Producida por Netflix -es uno de sus platos fuertes para los próximos Oscar junto a Fue la mano de Dios (2021) de Paolo Sorrentino- y presentada en el pasado Festival de Venecia a Competición Oficial, donde Campion se alzó con el León de Plata a Mejor Directora del certamen, El poder del perro es un relato fronterizo, ergo terreno western puro, de la misma forma que también lo fue en su día El piano, con la que el crítico Sergi Sánchez descubrió una interesante relación: si en El piano se contraponían los arquetipos de hombre educado - hombre salvaje descubriendo la sensibilidad en el salvaje y la crueldad en el culto, en El poder del perro ambas tipologías se estrellan en un solo personaje, el de Phil Burbank (impresionante Bennedict Cumberbatch).

La Historia

Los hermanos Burbank, Phil y George (Jesse Plemons) son los acaudalados dueños del rancho más importante de la región, mientras el primero es un centauro conductor de reses, líder e ídolo del puñado de cowboys que trabajan con él, George es más un pie tierno deseoso de que la civilización del Este llegue de una vez al Oeste.

Cuando George decide casarse con la viuda que regenta un hotel del pueblo (Kirsten Dunst) y hace que ésta se mude con él junto a su amanerado hijo (Kodi Smit-McPhee) al rancho, la estabilidad de los cuatro empezará a trastabillar de mala manera.

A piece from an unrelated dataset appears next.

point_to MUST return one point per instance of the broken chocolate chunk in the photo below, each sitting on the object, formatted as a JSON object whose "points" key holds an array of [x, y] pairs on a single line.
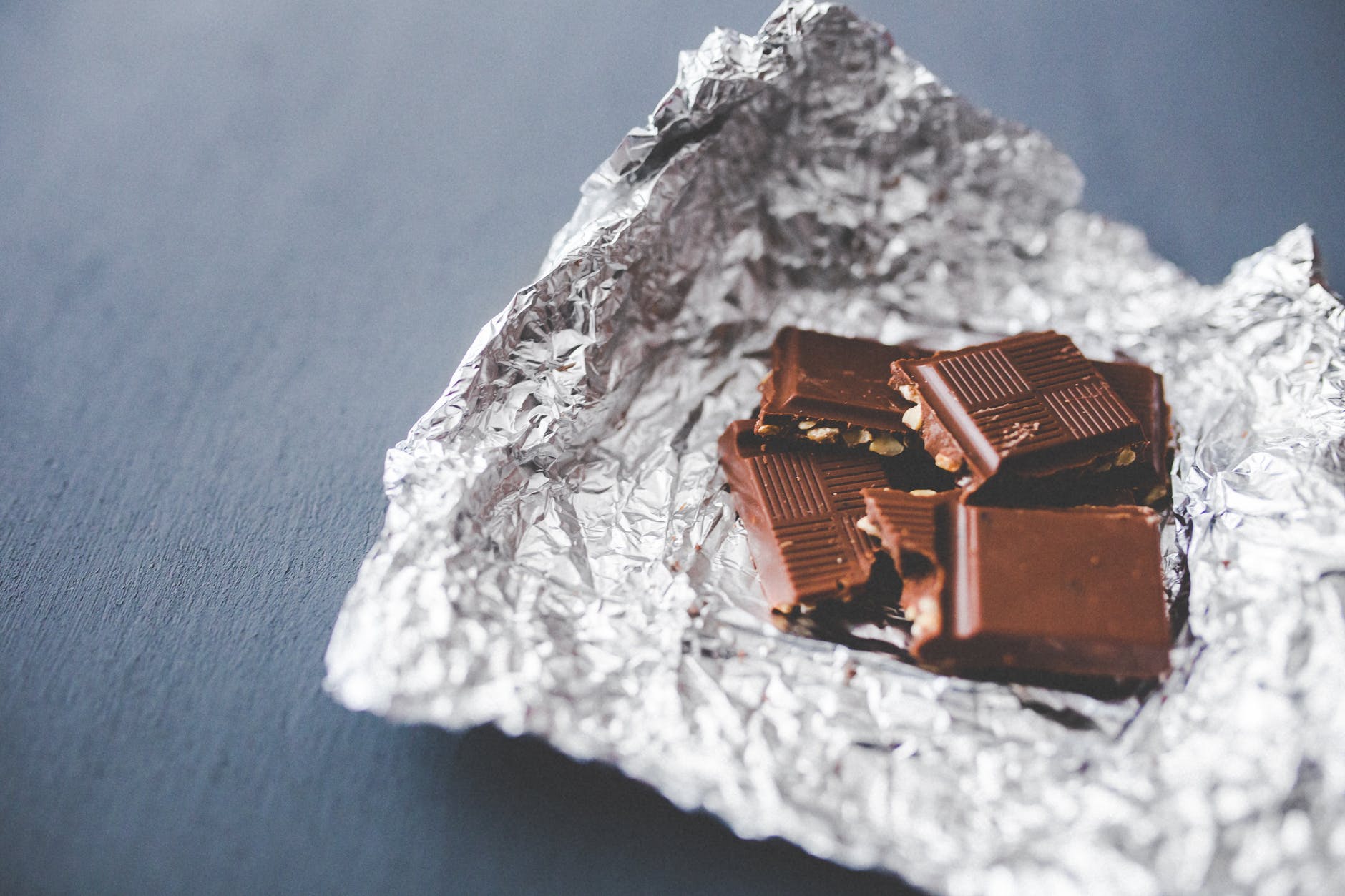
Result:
{"points": [[1075, 591], [1027, 407]]}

El alcoholismo de la mujer, las continuas desapariciones de George y, en especial, la tóxica relación que se establece entre Phil y el joven, que varía sin concesiones del bullying a una amistad paternalista cargada de tensión sexual, convierten El poder del perro en una película casi tenebrista, abocada al drama y a la violencia, donde los fuertes se ven arrasados por los presuntamente débiles.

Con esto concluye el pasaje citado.